Ponche Navideño





Yield 12 servings

This Mexican Christmas punch, called ponche navideño, is served during Las Posadas, Nochebuena (Christmas Eve) and at holiday parties, and is often spiked with brandy or rum. It’s made with Mexican guavas, sugar cane, tejocotes, cinnamon, dried plums, and oranges.



  1. Bring water and cinnamon sticks to a boil in a large pot over medium flame to infuse water with the cinnamon.
  2. Cut the top of the cores out of the tejocotes and halve the guavas. You can remove the seeds from the center of the guava if you like, but I leave them in for extra flavor while cooking. You can easily scoop out the seeds after cooking and before consumption.
  3. Add the tejocotes, guavas and orange slices to the cinnamon-infused water. Reduce heat and add the Bonafina or orange drink substitute. Halve the remaining two oranges, squeeze juice into the pot and then put the rinds into the pot as well.
  4. Cut the sugar cane into smaller sticks (see photo above). These are tough to cut; use a sharp knife, a sturdy cutting board and a lot of care to prevent any accidents. Add cane sticks to the juice and turn the heat back up to medium-high. Bring to a boil and allow it to boil for about 5 minutes. Reduce the heat to medium and allow punch to stew for 30 minutes. Reduce heat and allow to simmer for about another 40-60 minutes.
  5. Add dried plums during last 15 minutes of simmering so they don’t rehydrate too quickly from the high heat and start to fall apart.
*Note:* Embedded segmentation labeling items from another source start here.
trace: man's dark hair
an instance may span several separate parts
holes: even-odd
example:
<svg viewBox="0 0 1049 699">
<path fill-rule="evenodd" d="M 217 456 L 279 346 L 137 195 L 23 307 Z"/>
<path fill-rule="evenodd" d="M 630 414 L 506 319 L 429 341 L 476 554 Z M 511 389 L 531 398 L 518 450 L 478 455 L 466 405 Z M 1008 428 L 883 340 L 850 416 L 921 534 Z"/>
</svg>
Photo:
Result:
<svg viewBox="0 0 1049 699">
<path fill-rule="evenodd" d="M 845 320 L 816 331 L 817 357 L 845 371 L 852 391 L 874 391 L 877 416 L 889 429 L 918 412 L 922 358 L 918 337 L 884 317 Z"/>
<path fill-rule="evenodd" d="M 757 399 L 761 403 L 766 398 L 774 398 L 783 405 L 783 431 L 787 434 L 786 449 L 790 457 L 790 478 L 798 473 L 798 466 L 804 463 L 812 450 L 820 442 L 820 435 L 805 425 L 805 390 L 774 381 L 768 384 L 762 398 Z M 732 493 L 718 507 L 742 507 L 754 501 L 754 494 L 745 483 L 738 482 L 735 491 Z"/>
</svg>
When it’s done simmering, you can either serve immediately, or place a kitchen towel over the top of the pot and let it cool and infuse more overnight. Discard the orange halves but keep the orange slices.
  6. Ladle punch into mugs and spoon some fruit and sugar cane into each mug as well. You can also garnish with a cinnamon stick for a little extra flavor if you like. To juice the sugar cane sticks, bite gently and suck the liquid out. Some of the punch flavor will have infused and the sugary liquid that will come out will have a citrusy spice flavor to it.


If you let it sit overnight, just reheat and serve. After that (if there’s any left), store in an airtight container and refrigerate for up to 5 days.

Note: if you make this recipe using a ponche Navideño mix from a jar, I suggest you pour out most — if not all — of the syrup in the jar before adding the tejocotes, guayabas and caña to the pot. You may also want to add a few tablespoons of granulated cane sugar to help sweeten it. I also find that I prefer a couple extra cinnamon sticks for a more spiced flavor.